People are taking $200 or $300 shirts to a laundry. When people hire a contractor, they ask to see some of their work. There's nothing wrong with asking this of a dry cleaner.

You need to point out to your cleaner all stains, fabric pills, snags, minor repairs, and also point out style nuances, for instance, if you want your collar to stand up or you wear the cuffs rolled up. They're not mind readers. You're entitled to good stain removal and shine-free clothing that's ready to wear. That means that the threads are snipped, minor repairs are done, buttons replaced, garments are odor-free.

If a garment has been lost by the cleaner, it should be returned or replaced within three weeks. If a garment is admittedly damaged by the cleaners and cannot be repaired to your satisfaction, you're entitled to a "like" replacement or a cash settlement within a week. Cleaners are infamous for dragging these things out.
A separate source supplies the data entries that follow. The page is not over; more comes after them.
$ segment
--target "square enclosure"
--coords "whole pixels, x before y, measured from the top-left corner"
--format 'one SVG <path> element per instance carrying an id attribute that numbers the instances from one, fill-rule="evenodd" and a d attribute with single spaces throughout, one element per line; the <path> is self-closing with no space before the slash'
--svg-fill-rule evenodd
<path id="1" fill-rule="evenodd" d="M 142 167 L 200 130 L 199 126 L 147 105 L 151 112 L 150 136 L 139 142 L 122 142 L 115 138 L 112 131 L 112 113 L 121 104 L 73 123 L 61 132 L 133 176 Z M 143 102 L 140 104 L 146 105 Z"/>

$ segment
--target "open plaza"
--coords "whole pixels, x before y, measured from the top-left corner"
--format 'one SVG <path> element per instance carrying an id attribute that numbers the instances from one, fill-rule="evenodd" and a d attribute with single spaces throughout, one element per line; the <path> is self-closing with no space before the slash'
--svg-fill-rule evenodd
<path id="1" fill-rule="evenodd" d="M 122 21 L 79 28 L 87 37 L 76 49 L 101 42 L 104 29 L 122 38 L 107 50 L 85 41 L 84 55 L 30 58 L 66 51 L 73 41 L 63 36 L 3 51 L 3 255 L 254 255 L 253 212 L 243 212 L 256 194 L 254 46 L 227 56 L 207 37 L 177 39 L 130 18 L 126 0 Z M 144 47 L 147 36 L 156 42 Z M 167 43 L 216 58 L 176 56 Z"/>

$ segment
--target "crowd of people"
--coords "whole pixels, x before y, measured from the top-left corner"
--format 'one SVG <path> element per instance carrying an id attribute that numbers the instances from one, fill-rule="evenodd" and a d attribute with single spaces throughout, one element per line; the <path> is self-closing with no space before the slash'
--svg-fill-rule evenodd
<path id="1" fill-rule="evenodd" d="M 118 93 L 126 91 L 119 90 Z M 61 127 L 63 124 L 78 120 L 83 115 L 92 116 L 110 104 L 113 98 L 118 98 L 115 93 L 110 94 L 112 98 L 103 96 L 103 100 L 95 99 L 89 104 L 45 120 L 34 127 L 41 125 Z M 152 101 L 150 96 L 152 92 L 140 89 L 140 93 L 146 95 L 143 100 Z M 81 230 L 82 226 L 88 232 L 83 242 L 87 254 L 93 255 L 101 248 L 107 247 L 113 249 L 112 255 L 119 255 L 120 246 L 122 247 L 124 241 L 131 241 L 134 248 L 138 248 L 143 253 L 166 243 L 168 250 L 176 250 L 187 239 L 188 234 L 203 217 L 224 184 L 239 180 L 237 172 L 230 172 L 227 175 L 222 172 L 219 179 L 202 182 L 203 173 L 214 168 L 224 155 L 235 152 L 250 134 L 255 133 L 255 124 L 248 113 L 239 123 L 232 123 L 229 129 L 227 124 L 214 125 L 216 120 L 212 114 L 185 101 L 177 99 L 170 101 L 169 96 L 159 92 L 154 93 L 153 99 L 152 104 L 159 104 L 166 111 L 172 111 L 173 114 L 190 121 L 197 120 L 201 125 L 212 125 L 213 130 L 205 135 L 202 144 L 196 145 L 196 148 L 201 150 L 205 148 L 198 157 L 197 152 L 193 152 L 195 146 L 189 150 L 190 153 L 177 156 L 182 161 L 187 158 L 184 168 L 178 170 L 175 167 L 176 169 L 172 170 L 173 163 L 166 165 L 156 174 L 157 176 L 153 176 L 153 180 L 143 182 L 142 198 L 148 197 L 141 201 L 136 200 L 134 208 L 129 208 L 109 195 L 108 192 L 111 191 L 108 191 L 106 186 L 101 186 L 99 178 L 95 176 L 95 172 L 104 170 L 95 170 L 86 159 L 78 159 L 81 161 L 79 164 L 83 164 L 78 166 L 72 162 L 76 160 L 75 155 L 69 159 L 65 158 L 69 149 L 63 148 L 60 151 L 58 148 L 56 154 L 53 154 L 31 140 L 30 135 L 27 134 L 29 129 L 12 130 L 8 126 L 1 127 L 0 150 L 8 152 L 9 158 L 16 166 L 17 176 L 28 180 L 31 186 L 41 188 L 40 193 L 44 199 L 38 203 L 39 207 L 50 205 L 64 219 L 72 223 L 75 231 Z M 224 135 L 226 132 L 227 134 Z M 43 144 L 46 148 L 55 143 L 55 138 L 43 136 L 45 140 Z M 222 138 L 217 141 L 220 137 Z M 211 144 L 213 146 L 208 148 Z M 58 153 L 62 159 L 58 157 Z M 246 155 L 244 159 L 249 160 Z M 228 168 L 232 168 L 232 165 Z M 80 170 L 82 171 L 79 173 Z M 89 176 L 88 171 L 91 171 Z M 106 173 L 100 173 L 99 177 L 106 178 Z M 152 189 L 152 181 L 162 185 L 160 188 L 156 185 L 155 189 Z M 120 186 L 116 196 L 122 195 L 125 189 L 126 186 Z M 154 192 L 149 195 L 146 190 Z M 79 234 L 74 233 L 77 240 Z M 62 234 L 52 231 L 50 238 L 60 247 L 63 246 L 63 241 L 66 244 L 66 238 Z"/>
Q: What about storing clothing?


Any clothing that has been worn must be cleaned before storing it, whether in your closet or at a storage facility. If you wear a garment for five minutes and you put it back without cleaning it, it's moth bait. Moths and insects love perfume, body oils, perspiration, and foodstuffs.

Avoid basements and attics. Basements are forever moist, even if they have dehumidifiers, and moisture invites insects. Remove all plastic before long-term storage. Cover clothing with the shoulder capes or take a cotton sheet and drape it over the clothing for the season to avoid dust and fading.

Another fallacy: People think that clothing in their closet doesn't fade. They're wrong. Light exposure comes from the most unusual places, and it always affects the shoulders. Mothballs are poisonous to humans and should be kept away from kids and animals. Most people think if they have a cedar closet after 10 years it's still doing the job. Cedar needs to be retreated and sanded every year.